Jumbo Interactive raised FY26 EBITDA guidance to A$82-85 million on a stronger Dream US contribution, while trimming Dream UK expectations ahead of a founder transition.
Jumbo Interactive (ASX: JIN) has raised its group earnings guidance for the 2026 financial year after a bigger-than-expected contribution from its recently bought Dream Giveaway business in the United States.
The digital lottery and prize-draw operator now expects underlying EBITDA of A$82 million to A$85 million, growth of 20% to 24% from FY25. Underlying net profit after tax before amortisation of acquired intangibles is forecast at A$48 million to A$50 million, up 13% to 18%.
The upgraded group outlook includes a sharp increase in guidance for Dream US, partly offset by lower expectations for Dream Car Giveaways in the United Kingdom.
Dream US is now expected to contribute underlying EBITDA of US$5.2 million to US$5.5 million for the eight months from the October 2025 acquisition closing.
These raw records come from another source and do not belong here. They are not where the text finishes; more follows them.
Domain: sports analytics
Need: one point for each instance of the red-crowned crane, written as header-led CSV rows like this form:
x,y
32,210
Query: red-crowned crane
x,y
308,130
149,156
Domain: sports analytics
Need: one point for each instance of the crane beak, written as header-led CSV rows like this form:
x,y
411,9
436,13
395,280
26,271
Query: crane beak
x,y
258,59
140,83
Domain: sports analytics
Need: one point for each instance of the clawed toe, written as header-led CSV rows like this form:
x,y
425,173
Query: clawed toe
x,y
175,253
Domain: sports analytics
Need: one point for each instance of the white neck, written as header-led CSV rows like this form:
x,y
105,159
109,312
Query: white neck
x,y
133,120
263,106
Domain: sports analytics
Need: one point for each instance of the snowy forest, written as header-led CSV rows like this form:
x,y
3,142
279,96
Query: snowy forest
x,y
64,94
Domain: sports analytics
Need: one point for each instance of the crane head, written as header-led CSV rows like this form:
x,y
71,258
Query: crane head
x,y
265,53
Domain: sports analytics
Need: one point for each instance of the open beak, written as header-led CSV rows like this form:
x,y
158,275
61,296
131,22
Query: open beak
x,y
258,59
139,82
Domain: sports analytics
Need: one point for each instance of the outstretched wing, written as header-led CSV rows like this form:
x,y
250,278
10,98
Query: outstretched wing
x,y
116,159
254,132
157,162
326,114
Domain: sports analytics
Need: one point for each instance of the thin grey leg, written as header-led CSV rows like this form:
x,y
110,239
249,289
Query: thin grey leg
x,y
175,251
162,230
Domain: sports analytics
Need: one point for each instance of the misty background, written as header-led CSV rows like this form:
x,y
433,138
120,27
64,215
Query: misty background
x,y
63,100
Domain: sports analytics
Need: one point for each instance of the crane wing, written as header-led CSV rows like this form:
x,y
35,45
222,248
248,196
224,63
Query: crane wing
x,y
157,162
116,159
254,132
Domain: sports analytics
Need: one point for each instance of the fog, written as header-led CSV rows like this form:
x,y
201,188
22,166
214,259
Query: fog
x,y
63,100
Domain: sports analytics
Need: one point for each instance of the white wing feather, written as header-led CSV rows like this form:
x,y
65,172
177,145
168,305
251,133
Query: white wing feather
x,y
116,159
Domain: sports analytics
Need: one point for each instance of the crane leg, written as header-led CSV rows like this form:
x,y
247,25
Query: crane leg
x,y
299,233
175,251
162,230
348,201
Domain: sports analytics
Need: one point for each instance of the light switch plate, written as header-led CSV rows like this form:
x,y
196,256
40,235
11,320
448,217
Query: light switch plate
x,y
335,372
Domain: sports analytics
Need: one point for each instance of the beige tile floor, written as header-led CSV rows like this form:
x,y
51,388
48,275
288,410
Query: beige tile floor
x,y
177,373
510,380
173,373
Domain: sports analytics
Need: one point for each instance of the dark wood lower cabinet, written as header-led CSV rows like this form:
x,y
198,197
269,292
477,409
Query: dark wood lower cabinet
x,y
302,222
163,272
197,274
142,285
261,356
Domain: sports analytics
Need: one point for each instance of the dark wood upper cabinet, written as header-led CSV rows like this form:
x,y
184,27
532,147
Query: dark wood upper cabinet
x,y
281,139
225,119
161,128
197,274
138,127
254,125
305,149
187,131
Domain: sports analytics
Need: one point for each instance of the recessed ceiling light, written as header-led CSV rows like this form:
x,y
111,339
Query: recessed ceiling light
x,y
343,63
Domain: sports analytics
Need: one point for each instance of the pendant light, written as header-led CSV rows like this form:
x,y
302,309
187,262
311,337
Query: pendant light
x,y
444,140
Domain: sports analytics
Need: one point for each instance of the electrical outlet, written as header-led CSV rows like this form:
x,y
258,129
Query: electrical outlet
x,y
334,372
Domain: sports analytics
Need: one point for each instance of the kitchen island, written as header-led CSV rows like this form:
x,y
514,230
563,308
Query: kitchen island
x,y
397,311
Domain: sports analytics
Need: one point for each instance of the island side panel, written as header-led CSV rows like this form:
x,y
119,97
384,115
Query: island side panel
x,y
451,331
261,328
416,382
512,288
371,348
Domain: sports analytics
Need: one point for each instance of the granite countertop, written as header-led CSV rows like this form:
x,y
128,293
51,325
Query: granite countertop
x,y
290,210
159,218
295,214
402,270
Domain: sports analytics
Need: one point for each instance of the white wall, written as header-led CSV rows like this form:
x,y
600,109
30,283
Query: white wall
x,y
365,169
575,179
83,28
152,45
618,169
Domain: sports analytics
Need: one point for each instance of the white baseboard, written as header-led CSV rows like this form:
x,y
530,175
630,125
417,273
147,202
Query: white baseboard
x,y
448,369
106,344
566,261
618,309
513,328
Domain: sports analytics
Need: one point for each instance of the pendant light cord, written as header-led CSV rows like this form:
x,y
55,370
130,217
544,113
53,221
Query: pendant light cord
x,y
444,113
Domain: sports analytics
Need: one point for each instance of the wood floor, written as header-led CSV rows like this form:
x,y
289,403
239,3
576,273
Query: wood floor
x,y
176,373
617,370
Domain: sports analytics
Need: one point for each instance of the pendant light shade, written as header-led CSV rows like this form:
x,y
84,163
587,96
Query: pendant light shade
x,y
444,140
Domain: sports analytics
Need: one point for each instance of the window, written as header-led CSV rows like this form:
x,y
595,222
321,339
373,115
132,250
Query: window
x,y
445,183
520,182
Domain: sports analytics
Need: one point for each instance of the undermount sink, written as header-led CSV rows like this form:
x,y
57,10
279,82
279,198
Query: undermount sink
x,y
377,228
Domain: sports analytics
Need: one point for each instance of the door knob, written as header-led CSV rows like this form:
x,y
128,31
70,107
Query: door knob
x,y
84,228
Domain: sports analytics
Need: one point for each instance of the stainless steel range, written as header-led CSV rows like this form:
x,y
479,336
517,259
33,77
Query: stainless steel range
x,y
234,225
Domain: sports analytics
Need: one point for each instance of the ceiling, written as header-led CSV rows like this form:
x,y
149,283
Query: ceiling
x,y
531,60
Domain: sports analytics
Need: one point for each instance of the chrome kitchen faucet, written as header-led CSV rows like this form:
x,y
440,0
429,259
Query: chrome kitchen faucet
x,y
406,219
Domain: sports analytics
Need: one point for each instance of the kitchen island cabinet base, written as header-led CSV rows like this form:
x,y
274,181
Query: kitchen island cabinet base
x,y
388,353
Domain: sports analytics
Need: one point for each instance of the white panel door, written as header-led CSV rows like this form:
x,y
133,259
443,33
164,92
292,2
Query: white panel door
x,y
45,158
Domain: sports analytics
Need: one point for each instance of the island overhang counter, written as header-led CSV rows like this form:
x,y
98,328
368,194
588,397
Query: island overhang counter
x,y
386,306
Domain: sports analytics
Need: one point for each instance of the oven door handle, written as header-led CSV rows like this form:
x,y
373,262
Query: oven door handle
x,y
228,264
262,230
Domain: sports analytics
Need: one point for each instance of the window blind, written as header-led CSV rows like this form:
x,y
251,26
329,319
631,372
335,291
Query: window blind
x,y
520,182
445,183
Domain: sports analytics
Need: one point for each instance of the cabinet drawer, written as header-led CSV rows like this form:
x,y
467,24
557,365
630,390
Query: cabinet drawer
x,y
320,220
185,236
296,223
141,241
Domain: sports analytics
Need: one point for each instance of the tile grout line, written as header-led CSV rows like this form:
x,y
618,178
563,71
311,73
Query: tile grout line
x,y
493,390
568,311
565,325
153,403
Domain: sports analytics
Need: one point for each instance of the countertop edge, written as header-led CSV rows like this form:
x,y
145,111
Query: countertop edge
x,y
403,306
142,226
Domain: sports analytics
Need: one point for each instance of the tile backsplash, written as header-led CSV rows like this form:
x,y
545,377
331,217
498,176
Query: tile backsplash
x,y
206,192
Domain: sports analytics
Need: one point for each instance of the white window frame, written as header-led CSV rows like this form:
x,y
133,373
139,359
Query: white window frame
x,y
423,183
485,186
The range is well above the prior forecast of US$2.7 million to US$3 million. The business expanded to 29 prize draws in FY26 from 16 in the prior corresponding period. Changes to draw timing after the acquisition also helped.
Dream UK carries a lower outlook of £7 million to £7.3 million for the part of FY26 Jumbo will recognise. The prior range was £8 million to £8.3 million. The reduction reflects higher investment during the transition from the business's founders, new market testing, and seasonal trading patterns. Jumbo still expects that division to deliver annualised growth of roughly 20% to 25% on the £8.3 million it earned in the 12 months through April 2025. A new Dream UK head will start in July to manage the leadership transition ahead of the founders' planned departure by December 2026.
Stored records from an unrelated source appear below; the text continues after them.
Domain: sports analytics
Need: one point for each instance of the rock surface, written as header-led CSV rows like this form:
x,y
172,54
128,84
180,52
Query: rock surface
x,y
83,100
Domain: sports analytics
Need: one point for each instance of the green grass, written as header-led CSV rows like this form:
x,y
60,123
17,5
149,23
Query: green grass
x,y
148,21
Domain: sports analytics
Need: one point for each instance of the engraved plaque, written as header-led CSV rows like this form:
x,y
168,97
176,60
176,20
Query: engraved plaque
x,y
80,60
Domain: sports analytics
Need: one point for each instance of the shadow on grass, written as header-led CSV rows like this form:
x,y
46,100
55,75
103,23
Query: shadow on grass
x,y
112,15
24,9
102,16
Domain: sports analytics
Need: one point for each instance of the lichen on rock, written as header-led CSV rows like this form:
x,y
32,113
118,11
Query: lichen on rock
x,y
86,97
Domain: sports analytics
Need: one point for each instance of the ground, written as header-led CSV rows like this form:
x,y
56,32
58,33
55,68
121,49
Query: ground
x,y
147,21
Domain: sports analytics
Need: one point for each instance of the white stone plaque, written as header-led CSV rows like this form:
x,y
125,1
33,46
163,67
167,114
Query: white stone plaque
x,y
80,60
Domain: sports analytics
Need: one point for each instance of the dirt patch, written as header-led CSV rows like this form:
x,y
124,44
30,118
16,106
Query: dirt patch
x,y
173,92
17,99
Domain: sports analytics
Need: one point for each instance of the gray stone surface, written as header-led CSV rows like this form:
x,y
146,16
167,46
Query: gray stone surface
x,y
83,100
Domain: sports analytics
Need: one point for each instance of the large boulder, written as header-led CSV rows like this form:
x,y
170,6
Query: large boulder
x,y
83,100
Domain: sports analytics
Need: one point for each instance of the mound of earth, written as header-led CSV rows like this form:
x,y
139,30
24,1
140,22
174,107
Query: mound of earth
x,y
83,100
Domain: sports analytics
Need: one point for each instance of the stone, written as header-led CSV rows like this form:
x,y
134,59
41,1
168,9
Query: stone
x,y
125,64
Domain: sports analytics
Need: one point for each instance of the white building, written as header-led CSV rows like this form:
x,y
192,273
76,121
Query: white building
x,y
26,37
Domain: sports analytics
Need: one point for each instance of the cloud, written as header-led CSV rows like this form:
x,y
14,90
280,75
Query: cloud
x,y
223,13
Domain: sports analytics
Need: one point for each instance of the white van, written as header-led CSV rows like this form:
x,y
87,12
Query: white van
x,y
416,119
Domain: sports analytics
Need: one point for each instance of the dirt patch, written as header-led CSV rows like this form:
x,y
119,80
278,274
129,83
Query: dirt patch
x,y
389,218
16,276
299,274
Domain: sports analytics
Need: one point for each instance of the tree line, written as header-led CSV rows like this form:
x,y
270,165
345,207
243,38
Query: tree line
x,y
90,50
Jumbo's Australian operations remain on track for an EBITDA margin of 46% to 50%, unchanged. The UK managed services division is set for EBITDA growth of about 10%, at the lower end of its prior 10% to 15% range. Higher-than-expected lottery jackpots weighed on the UK result, though cost discipline helped offset part of the hit.
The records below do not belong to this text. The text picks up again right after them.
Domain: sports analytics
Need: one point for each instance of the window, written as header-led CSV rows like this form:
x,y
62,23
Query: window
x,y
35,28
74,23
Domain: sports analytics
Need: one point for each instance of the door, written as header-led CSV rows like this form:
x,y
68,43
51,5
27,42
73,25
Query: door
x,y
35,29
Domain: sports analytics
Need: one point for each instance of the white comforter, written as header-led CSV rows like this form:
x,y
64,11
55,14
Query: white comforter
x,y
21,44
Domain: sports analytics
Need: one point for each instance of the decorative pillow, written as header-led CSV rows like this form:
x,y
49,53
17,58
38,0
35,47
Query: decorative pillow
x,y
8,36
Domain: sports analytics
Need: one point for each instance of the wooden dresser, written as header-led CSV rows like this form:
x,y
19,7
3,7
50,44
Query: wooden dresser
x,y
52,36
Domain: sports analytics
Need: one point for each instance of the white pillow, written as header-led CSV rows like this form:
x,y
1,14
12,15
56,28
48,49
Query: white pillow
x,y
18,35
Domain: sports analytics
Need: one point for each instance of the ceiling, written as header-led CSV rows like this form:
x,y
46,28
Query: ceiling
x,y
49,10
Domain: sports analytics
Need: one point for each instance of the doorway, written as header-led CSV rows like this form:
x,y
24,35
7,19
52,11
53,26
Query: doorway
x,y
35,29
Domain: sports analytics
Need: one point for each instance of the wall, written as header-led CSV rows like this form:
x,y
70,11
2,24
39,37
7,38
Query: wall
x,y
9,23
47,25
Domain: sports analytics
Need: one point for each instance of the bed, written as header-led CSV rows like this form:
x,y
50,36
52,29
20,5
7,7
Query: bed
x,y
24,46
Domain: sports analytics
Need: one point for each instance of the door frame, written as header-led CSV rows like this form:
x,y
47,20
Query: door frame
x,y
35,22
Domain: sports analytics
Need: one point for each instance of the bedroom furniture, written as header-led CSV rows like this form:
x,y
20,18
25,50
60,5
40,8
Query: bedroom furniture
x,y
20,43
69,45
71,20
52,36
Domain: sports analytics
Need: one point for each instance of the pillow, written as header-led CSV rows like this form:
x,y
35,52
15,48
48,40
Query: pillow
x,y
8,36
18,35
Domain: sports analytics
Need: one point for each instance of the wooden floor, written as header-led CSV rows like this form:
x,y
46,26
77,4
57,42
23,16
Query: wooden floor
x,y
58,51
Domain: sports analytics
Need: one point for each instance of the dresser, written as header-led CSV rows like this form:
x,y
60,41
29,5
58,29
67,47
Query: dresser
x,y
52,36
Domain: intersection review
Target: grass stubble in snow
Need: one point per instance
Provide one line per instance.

Canadian managed services guidance rose sharply to EBITDA growth of 35% to 45%, from the earlier 20% to 25%. New business wins, product investment, and favourable campaign timing drove the upgrade.
For readers tracking the small-cap space, Jumbo's split across three geographies and two business models – consumer prize draws and lottery technology services – means the US acquisition is the variable that changes the stock's earnings story. Dream US is now the growth engine. The more modest Dream UK guidance and the steady-state Australian margin keep the rest of the portfolio roughly where it was.